The Form 4 shows that President and CEO Jonathan Wilk had multiple transactions coded "F," where shares of Class A common stock were withheld to satisfy tax obligations arising from the vesting of restricted stock units (RSUs) and performance-vesting RSUs.
What RSU awards are described for the CompoSecure (CMPO) CEO in this filing?

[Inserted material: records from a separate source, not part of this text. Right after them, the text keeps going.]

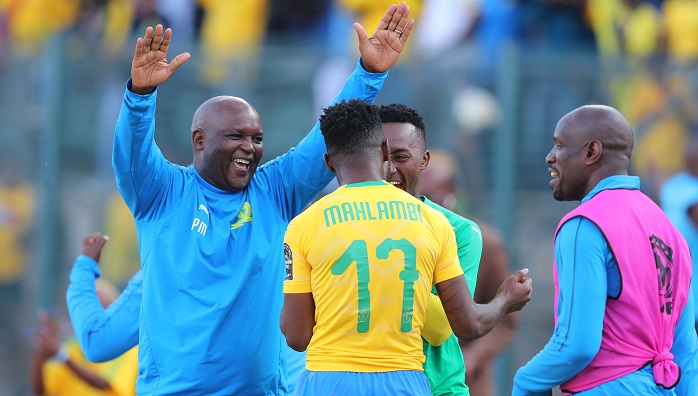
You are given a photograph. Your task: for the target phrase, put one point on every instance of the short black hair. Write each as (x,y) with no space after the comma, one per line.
(402,114)
(350,128)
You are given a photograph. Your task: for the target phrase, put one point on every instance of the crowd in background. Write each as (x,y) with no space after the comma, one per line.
(647,51)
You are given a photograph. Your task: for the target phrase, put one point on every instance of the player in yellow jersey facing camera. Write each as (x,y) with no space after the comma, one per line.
(361,263)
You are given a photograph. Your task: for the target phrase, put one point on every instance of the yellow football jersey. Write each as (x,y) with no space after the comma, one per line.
(369,253)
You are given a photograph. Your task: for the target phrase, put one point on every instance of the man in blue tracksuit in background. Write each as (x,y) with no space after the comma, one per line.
(211,235)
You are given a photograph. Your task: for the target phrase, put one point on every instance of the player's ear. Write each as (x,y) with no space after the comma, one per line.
(197,139)
(386,152)
(328,162)
(425,159)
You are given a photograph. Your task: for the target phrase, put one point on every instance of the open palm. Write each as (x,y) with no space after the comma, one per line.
(380,51)
(150,67)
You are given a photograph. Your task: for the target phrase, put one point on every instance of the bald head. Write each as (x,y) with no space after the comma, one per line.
(212,109)
(226,138)
(591,144)
(603,124)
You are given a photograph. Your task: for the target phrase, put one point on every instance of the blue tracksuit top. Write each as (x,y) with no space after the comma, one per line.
(212,260)
(588,275)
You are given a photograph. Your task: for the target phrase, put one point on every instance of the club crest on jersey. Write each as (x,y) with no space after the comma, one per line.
(245,216)
(288,257)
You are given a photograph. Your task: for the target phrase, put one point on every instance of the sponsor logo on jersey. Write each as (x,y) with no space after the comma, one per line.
(245,216)
(288,257)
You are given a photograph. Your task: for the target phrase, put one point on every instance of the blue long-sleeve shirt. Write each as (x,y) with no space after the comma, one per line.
(212,260)
(587,275)
(103,334)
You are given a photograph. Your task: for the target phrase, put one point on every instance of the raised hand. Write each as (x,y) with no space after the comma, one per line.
(380,51)
(92,246)
(516,290)
(150,67)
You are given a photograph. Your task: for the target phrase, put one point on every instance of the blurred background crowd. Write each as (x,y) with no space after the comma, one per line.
(490,77)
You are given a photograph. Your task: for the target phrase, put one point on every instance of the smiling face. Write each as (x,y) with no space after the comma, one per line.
(566,163)
(408,156)
(227,141)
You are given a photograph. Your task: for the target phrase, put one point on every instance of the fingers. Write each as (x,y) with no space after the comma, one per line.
(387,17)
(406,31)
(166,39)
(520,275)
(147,39)
(157,38)
(361,34)
(178,61)
(400,14)
(401,19)
(139,49)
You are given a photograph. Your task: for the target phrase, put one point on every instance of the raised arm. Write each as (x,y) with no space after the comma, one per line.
(103,334)
(301,171)
(143,175)
(470,320)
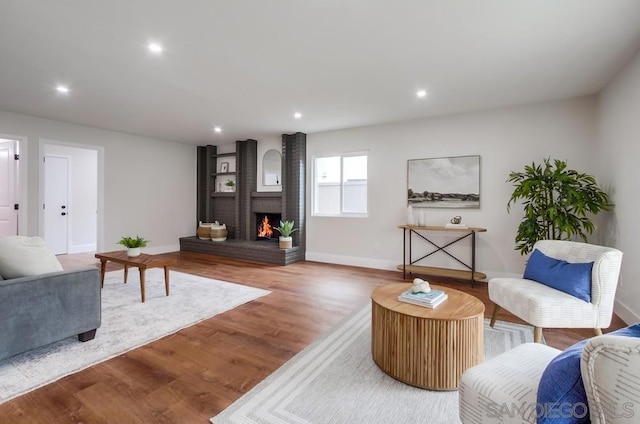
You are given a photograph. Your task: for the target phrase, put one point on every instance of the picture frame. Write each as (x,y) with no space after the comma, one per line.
(446,182)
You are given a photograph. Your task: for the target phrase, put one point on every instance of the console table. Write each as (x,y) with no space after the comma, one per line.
(460,274)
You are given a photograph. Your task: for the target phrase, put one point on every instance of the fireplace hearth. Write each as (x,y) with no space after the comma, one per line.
(265,225)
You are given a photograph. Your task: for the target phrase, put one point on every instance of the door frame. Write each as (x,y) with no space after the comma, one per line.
(21,180)
(69,199)
(43,142)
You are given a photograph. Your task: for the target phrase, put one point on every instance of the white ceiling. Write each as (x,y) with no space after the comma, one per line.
(248,65)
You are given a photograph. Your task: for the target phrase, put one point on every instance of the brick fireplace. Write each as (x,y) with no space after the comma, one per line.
(242,210)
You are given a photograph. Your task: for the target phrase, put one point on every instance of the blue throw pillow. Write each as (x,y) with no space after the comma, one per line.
(574,279)
(561,394)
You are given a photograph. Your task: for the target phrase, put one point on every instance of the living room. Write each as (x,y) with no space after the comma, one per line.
(593,130)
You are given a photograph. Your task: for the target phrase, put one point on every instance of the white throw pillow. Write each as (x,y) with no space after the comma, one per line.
(25,256)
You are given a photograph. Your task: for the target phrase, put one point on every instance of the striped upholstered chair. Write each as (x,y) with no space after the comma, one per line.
(545,307)
(507,388)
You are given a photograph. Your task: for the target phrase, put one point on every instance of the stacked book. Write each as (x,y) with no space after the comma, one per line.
(427,300)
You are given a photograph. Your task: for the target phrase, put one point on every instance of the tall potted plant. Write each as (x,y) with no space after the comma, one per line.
(285,229)
(557,203)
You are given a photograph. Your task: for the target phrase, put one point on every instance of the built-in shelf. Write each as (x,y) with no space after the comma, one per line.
(223,155)
(276,194)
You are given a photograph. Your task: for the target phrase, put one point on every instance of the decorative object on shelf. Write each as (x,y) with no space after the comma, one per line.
(410,218)
(133,245)
(204,230)
(455,222)
(452,182)
(420,286)
(557,203)
(422,219)
(285,229)
(218,232)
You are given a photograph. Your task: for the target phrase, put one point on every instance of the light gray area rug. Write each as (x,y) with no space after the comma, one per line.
(127,323)
(334,380)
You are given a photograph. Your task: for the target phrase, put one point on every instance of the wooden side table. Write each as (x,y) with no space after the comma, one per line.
(427,348)
(142,262)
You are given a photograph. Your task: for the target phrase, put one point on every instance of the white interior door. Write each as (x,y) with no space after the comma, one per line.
(8,193)
(56,203)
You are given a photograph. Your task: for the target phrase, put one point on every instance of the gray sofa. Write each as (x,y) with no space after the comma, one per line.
(39,310)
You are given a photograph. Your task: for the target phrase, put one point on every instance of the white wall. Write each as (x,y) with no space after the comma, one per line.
(149,184)
(618,157)
(83,195)
(506,140)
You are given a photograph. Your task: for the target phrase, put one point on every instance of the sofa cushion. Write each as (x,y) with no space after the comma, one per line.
(22,256)
(571,278)
(561,394)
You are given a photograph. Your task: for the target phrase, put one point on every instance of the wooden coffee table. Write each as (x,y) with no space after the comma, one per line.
(427,348)
(142,262)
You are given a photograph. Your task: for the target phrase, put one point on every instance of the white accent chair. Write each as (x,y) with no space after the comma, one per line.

The footnotes describe RSUs granted on March 16, 2022, March 8, 2023, and March 15, 2024, some performance-based and some time-vesting. These grants were adjusted for the Resolute Holdings Management, Inc. spin-off and vest over specified periods based on performance targets and continued service.
When will the remaining CompoSecure (CMPO) RSUs for the CEO vest?
The filing notes 275,742 time-vesting RSUs scheduled to vest on January 1, 2027, and RSUs that will vest in three equal installments on February 26, 2028, February 26, 2030 and February 26, 2032, subject to continued service. Additional performance-vesting RSUs are tied to achievement of performance targets through a period ending on January 1, 2027.
How does the CompoSecure Employee LLC holding relate to the CEO in this Form 4?
The Form 4 explains that 770,295 shares are held by CompoSecure Employee LLC, of which Jonathan Wilk is the sole member. He may be deemed to have sole voting and dispositive power and may be deemed the beneficial owner to the extent of his pecuniary interest, while disclaiming beneficial ownership beyond that.